LONDRES (AFX) - Les prix du pétrole fléchissaient légèrement
lundi, avec le retour des craintes d'une récession américaine, et après une
série de records la semaine précédente, les investisseurs ayant vu les cours
dépasser pour la première fois 103 dollars à New York et 101 dollars à Londres.
Lundi, vers 11H00 GMT, sur le New York Mercantile Exchange (Nymex), le baril
de "light sweet crude" pour livraison en avril valait 101,84 dollars, en baisse
de 75 cents. Il avait dépassé pour la première fois vendredi la barre des 103
dollars, inscrivant un nouveau record historique à 103,05 dollars.
A la même heure, à Londres, le baril de Brent de la mer du Nord pour
livraison en avril s'échangeait à 99,51 dollars, en baisse de 59 cents. Il
s'était lui aussi propulsé vendredi à de nouveaux sommets, au-delà de 101
dollars, se hissant jusqu'à 101,27 dollars.
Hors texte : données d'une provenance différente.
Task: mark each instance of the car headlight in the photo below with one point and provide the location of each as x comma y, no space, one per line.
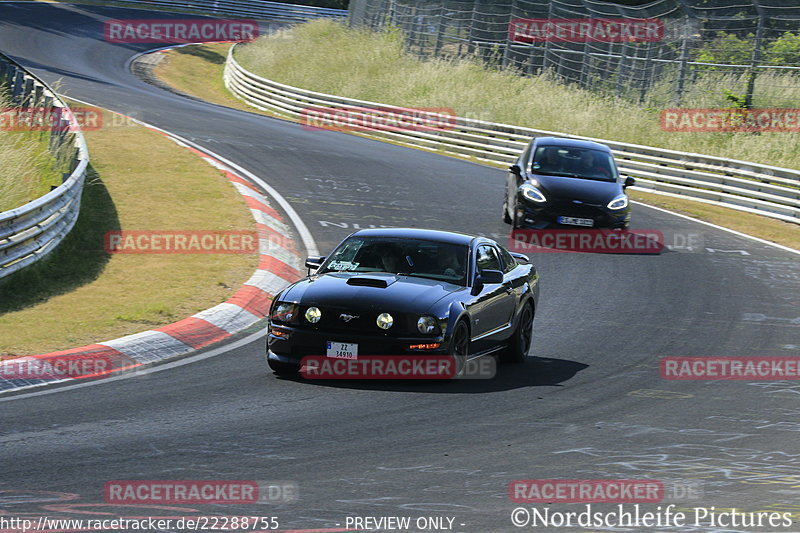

"Les risques d'une situation de stagflation (combinaison d'inflation et de
ralentissement économique, ndlr) venue des Etats-Unis vont certainement
continuer de rendre les marchés nerveux tandis que les marchés financiers
montrent des signes de vulnérabilité après les résultats de HSBC" soulignait
Audrey Childe-Freeman de la CIBC.
La plus grosse banque britannique HSBC a annoncé lundi une progression de
21% de son bénéfice net part du groupe en 2007, à 19,133 milliards de dollars,
mais les provisions pour créances douteuses ont augmenté parallèlement de 63% à
17,242 milliards de dollars.
Les craintes de récession aux Etats-Unis se sont renforcées après l'annonce
vendredi par l'assureur américain AIG d'une dépréciation de 11,47 milliards de
dollars l'an dernier.
Selon les analystes, le ralentissement de l'économie américaine, qui
engloutit plus d'un quart de la production mondiale d'énergie et des signes
"inquiétants" sur la croissance au Japon et en Europe suggèrent que la demande
en hydrocarbures va baisser. En parallèle, les réserves pétrolières américaines
sont en train de se reconstituer.
La fin de l'offensive turque contre les rebelles du Parti des travailleurs
du Kurdistan (PKK) dans le nord de l'Irak a pu contribuer, elle aussi, à cette
détente des cours. Les unités qui y étaient engagées ont regagné vendredi leurs
bases, a annoncé l'état-major turc.
Les cours restaient néanmoins soutenus par la faiblesse du dollar, tombé
lundi à 1,5237 dollar pour un euro, proche de son plus bas atteint vendredi face
à la monnaie unique. La dégringolade du dollar attire les investisseurs munis
d'autres devises vers les matières premières libellées en dollars, comme le
baril de brut.
Plus fondamentalement, les cours restent soutenus par les craintes entourant
la décision de l'Organisation des pays exportateurs de pétrole qui se réunit à
Vienne mercredi.
Les analystes s'accordent à penser que le cartel résistera à la fois aux
appels des pays consommateurs en faveur d'une hausse --les incertitudes sur la
demande future d'hydrocarbures restant élevées-- et aux injonctions de ses
membres les plus durs, Iran et Venezuela, en faveur d'une réduction de l'offre,
politiquement très difficile à faire passer avec un baril à ce prix.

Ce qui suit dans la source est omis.